Jebbe était si heureux de voir ses filles aussi unies. Maabé proposa à Siloé de mélanger tous les produits qui venaient du travail de leurs sœurs. Ce plat avait commencé son travail de réconciliation. Et au moment de la dégustation, toutes les sœurs comprirent que chacun avait un rôle de la même importance. Aucune n’était au bas de la hiérarchie car elles occupaient le même rang.
Jebbe remercia les anciens et l’esprit de sa femme pour ce moment. Et Maabé donna un nom à ce plat de la réconciliation : le bougna.
A savoir L’igname dans la culture kanak : Dans la tradition kanak, l’igname, offrande de la terre-mère, revêt une dimension sacrée. Son cycle de croissance rythme la vie des hommes et, dans chacune des îles de la Nouvelle-Calédonie, sa récolte occasionne d’importantes cérémonies coutumières.
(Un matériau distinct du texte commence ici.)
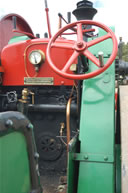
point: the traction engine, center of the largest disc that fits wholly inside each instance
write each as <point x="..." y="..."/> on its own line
<point x="65" y="87"/>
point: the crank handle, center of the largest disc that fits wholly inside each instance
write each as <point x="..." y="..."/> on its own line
<point x="101" y="58"/>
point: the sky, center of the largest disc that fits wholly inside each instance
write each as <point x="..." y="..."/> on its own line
<point x="110" y="13"/>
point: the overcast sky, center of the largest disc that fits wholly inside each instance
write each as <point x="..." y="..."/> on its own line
<point x="110" y="12"/>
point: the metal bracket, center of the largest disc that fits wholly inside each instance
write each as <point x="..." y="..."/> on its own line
<point x="93" y="157"/>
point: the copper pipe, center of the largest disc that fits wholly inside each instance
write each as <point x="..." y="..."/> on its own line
<point x="68" y="108"/>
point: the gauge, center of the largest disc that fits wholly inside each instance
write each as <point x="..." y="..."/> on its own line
<point x="36" y="57"/>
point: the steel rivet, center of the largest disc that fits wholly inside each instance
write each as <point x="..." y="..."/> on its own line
<point x="85" y="157"/>
<point x="105" y="158"/>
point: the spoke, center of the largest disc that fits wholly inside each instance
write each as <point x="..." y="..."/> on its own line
<point x="98" y="40"/>
<point x="91" y="57"/>
<point x="70" y="61"/>
<point x="79" y="32"/>
<point x="62" y="45"/>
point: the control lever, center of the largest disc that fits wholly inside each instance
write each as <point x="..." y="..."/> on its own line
<point x="101" y="58"/>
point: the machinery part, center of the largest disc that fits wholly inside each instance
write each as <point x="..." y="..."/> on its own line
<point x="12" y="97"/>
<point x="85" y="10"/>
<point x="50" y="146"/>
<point x="68" y="108"/>
<point x="80" y="47"/>
<point x="37" y="57"/>
<point x="7" y="25"/>
<point x="121" y="67"/>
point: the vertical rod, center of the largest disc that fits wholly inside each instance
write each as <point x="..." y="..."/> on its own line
<point x="47" y="17"/>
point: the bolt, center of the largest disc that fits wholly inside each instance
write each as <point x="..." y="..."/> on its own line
<point x="80" y="44"/>
<point x="85" y="157"/>
<point x="30" y="126"/>
<point x="105" y="158"/>
<point x="36" y="155"/>
<point x="9" y="123"/>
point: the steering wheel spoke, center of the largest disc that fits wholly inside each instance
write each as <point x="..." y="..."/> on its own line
<point x="79" y="32"/>
<point x="98" y="40"/>
<point x="80" y="47"/>
<point x="62" y="45"/>
<point x="70" y="61"/>
<point x="91" y="57"/>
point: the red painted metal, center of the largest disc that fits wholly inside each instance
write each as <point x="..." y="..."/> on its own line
<point x="15" y="61"/>
<point x="6" y="28"/>
<point x="48" y="22"/>
<point x="80" y="47"/>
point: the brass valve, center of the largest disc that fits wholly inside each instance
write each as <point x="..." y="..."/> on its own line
<point x="25" y="93"/>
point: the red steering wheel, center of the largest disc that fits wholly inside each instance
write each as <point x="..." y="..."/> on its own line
<point x="80" y="47"/>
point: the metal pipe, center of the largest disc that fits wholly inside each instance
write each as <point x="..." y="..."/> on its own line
<point x="47" y="17"/>
<point x="68" y="109"/>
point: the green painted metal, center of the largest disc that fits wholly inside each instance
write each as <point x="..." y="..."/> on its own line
<point x="14" y="164"/>
<point x="97" y="129"/>
<point x="73" y="166"/>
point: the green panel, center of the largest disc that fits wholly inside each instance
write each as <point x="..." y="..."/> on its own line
<point x="96" y="178"/>
<point x="118" y="168"/>
<point x="14" y="165"/>
<point x="97" y="128"/>
<point x="73" y="166"/>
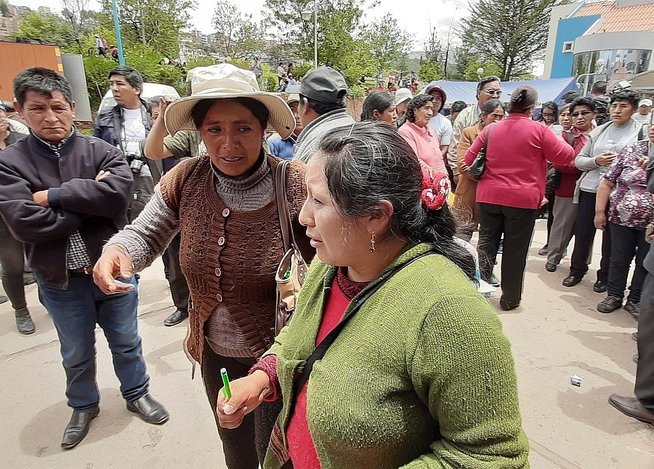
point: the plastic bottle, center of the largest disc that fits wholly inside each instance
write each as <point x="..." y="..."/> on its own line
<point x="610" y="148"/>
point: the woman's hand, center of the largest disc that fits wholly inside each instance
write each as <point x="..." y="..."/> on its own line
<point x="113" y="263"/>
<point x="605" y="159"/>
<point x="600" y="220"/>
<point x="247" y="394"/>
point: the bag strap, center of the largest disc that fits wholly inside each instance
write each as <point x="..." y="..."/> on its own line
<point x="282" y="205"/>
<point x="567" y="134"/>
<point x="322" y="347"/>
<point x="485" y="146"/>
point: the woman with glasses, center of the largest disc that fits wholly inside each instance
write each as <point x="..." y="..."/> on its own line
<point x="512" y="187"/>
<point x="601" y="150"/>
<point x="549" y="114"/>
<point x="581" y="113"/>
<point x="420" y="137"/>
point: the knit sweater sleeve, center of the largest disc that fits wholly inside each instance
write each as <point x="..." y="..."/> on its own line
<point x="468" y="382"/>
<point x="149" y="235"/>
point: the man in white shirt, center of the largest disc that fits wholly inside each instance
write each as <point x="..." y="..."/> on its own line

Elle est également l’une des principales valeurs d’échange lors d’autres événements intertribaux. Chargée de symboles, l’igname a une valeur culturelle : offrande noble, symbole de la virilité, de l’honneur. Le taro dans la culture kanak : Dans la société kanak, tout comme l'igname la culture du taro à sa place entière. Si la culture de l'igname faisait partie des travaux effectués par les hommes, ceux du tarot étaient du domaine de la femme, seules les terrasses étaient aménagées par les hommes. Aujourd'hui encore, on entend souvent dire : "le taro c'est la femme; l'igname c'est l'homme". Il a aussi une bonne place dans les mythes de création du monde : "il y avait une feuille de taro, il y avait un peu de terre ...". On associe le taro au genre féminin comme toutes les plantes liées à l'eau. On parle séparément du soleil qui est un élément masculin et de la pluie qui est un élément féminin. Même de part sa forme, le tubercule fait penser à une femme. Cette répartition des tâches permettait à la femme d'avoir sa place dans la société traditionnelle. Ainsi, pendant les périodes ou l'igname venait à manquer, l'homme dépendait de la femme en ce qui concerne son alimentation.